I’ve often wondered how someone I’ve never met in real life could be so gentle with me. From the very beginning, you treated me with a kindness I didn’t even know I was missing. Your words found me when my mind was loud and restless, when everything felt like too much. Even on days I was barely holding myself together, your comments would soften something inside me, if only for a moment, and let me breathe.
Lately, things have been difficult. Academically, and in ways that feel much deeper than that. I tried to cope the best I could, but I’m tired now. It feels like I’m standing at the edge of something, afraid that if I lean even a little, I’ll fall and won’t have the strength to stand again. The people around me haven’t made it easier. Everyone seems to take what they want and leave, and my thoughts spiral endlessly in the quiet that follows.

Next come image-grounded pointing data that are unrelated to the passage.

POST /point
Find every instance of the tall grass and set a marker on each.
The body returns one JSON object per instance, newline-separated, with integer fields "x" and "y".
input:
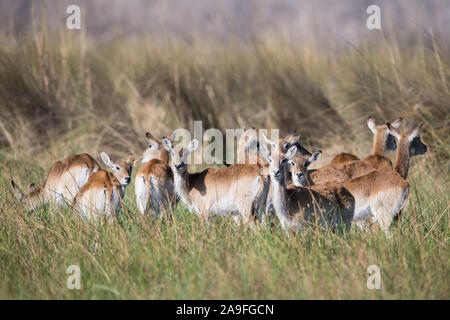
{"x": 62, "y": 94}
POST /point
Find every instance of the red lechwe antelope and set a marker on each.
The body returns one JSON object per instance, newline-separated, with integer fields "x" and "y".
{"x": 382, "y": 141}
{"x": 104, "y": 191}
{"x": 295, "y": 205}
{"x": 233, "y": 190}
{"x": 347, "y": 170}
{"x": 248, "y": 150}
{"x": 154, "y": 180}
{"x": 64, "y": 180}
{"x": 381, "y": 194}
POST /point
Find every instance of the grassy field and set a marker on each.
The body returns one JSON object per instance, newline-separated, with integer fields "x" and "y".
{"x": 62, "y": 94}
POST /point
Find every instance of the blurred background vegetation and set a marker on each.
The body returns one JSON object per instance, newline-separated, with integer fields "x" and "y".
{"x": 140, "y": 66}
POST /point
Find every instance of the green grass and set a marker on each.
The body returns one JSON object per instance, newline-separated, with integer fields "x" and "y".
{"x": 64, "y": 94}
{"x": 184, "y": 258}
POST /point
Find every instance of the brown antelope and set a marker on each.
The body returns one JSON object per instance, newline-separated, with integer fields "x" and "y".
{"x": 64, "y": 180}
{"x": 343, "y": 171}
{"x": 382, "y": 141}
{"x": 249, "y": 141}
{"x": 154, "y": 180}
{"x": 381, "y": 194}
{"x": 104, "y": 191}
{"x": 232, "y": 190}
{"x": 294, "y": 205}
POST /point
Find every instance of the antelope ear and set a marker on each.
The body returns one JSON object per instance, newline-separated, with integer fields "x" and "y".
{"x": 397, "y": 123}
{"x": 291, "y": 152}
{"x": 167, "y": 144}
{"x": 152, "y": 140}
{"x": 415, "y": 132}
{"x": 272, "y": 143}
{"x": 316, "y": 156}
{"x": 16, "y": 190}
{"x": 193, "y": 145}
{"x": 265, "y": 154}
{"x": 371, "y": 124}
{"x": 393, "y": 131}
{"x": 107, "y": 160}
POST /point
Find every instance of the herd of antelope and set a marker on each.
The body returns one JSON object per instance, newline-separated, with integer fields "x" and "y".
{"x": 276, "y": 183}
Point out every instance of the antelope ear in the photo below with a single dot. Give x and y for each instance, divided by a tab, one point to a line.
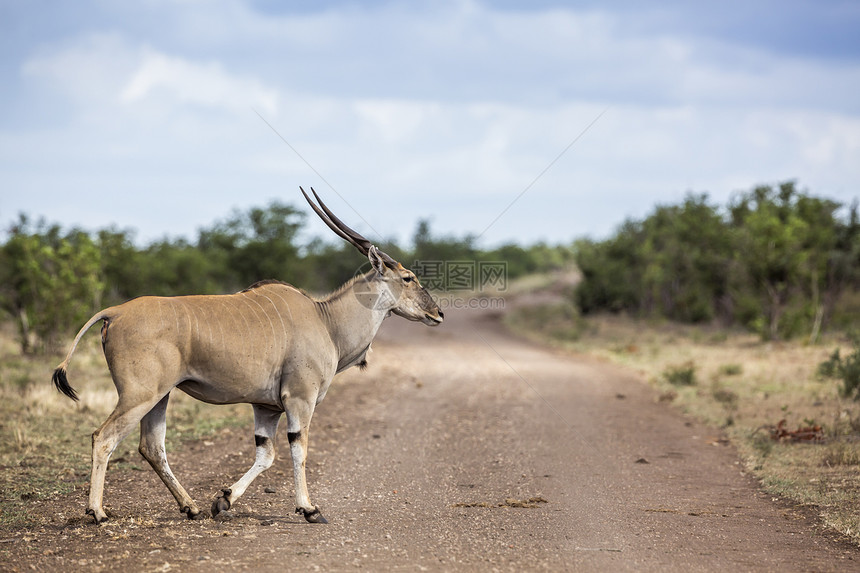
376	259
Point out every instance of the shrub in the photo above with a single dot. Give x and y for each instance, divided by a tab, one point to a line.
846	369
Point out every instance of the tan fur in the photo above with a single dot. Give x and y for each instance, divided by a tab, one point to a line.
271	345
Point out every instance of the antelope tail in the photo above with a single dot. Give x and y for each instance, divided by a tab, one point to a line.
59	378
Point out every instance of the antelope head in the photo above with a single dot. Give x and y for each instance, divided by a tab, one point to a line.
390	286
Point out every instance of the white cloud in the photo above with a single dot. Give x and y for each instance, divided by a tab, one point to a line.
444	111
204	84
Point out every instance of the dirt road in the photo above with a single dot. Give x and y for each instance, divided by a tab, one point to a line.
460	448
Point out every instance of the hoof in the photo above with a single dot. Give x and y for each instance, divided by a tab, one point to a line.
194	515
313	516
98	518
221	502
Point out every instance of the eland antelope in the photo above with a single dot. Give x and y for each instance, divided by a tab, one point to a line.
270	345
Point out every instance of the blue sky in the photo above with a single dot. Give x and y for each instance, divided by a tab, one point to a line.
150	115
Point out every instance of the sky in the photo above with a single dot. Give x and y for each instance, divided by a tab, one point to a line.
510	121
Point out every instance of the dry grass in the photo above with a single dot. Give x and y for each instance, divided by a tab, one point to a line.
734	381
45	437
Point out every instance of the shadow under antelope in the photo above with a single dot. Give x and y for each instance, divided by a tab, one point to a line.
270	345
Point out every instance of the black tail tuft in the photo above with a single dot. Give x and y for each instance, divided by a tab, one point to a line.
62	383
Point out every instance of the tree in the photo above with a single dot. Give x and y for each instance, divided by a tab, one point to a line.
257	244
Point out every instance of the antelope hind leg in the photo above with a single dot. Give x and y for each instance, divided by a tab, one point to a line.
265	427
299	413
152	430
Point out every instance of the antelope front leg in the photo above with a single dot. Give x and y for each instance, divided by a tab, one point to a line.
299	414
265	427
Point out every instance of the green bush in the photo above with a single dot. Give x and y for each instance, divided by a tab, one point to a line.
846	369
681	374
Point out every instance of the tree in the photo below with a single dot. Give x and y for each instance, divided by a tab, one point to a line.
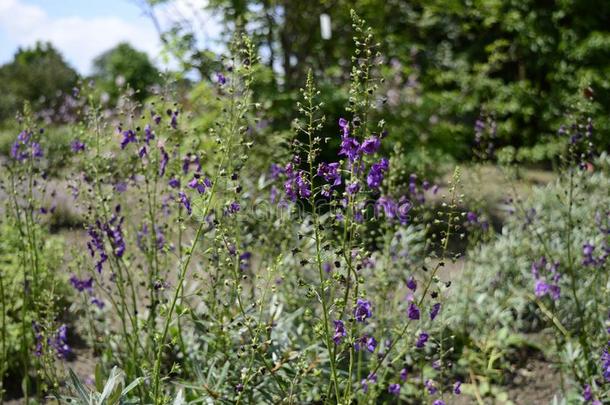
124	65
39	75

I know — logically — that none of this defines my worth. I know I deserve better. But knowing something doesn’t always stop the hurt. It’s far too easy to turn that pain inward, to blame myself for everything. Sometimes, even my family adds to that weight without realizing it. I’ve never really had people who understood me, and somewhere along the way, I accepted that this might just be how things are—that I might always be alone in that sense.
I’m sorry for rambling. I think I’ve been doing that a lot lately: overthinking until my thoughts blur together.

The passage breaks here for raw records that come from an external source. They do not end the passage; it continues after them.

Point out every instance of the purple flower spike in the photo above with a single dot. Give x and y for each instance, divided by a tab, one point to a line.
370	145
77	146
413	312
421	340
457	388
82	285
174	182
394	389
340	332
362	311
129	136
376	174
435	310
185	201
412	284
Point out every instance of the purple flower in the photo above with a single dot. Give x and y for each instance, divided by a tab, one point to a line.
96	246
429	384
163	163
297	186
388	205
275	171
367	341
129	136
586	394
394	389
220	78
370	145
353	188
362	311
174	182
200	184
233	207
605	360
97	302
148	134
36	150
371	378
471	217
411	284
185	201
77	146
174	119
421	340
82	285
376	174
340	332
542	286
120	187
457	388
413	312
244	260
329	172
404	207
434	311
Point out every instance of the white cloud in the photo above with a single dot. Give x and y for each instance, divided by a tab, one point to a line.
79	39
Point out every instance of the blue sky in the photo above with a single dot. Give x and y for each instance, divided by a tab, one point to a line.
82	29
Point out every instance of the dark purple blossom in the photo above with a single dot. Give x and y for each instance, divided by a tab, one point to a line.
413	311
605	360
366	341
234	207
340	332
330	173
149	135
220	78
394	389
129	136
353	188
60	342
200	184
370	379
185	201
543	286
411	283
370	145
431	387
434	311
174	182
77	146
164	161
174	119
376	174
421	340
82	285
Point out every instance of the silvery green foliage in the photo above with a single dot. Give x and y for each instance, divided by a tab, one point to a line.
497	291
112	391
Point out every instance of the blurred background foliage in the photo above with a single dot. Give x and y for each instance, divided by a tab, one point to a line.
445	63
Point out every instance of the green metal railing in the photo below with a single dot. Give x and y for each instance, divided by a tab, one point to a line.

What I really wanted to say is this: you have been incredibly precious to me. Your kindness, your words, the way you show up so gently, they mean more to me than I know how to explain. Sometimes they move me to tears, not out of sadness, but because they remind me that warmth still exists somewhere.
Please don’t be disheartened. I’m not disappearing forever. I love writing too much to abandon it, and I love SEVENTEEN even more. And yes, I love you too, in the quiet, sincere way that holds gratitude and care.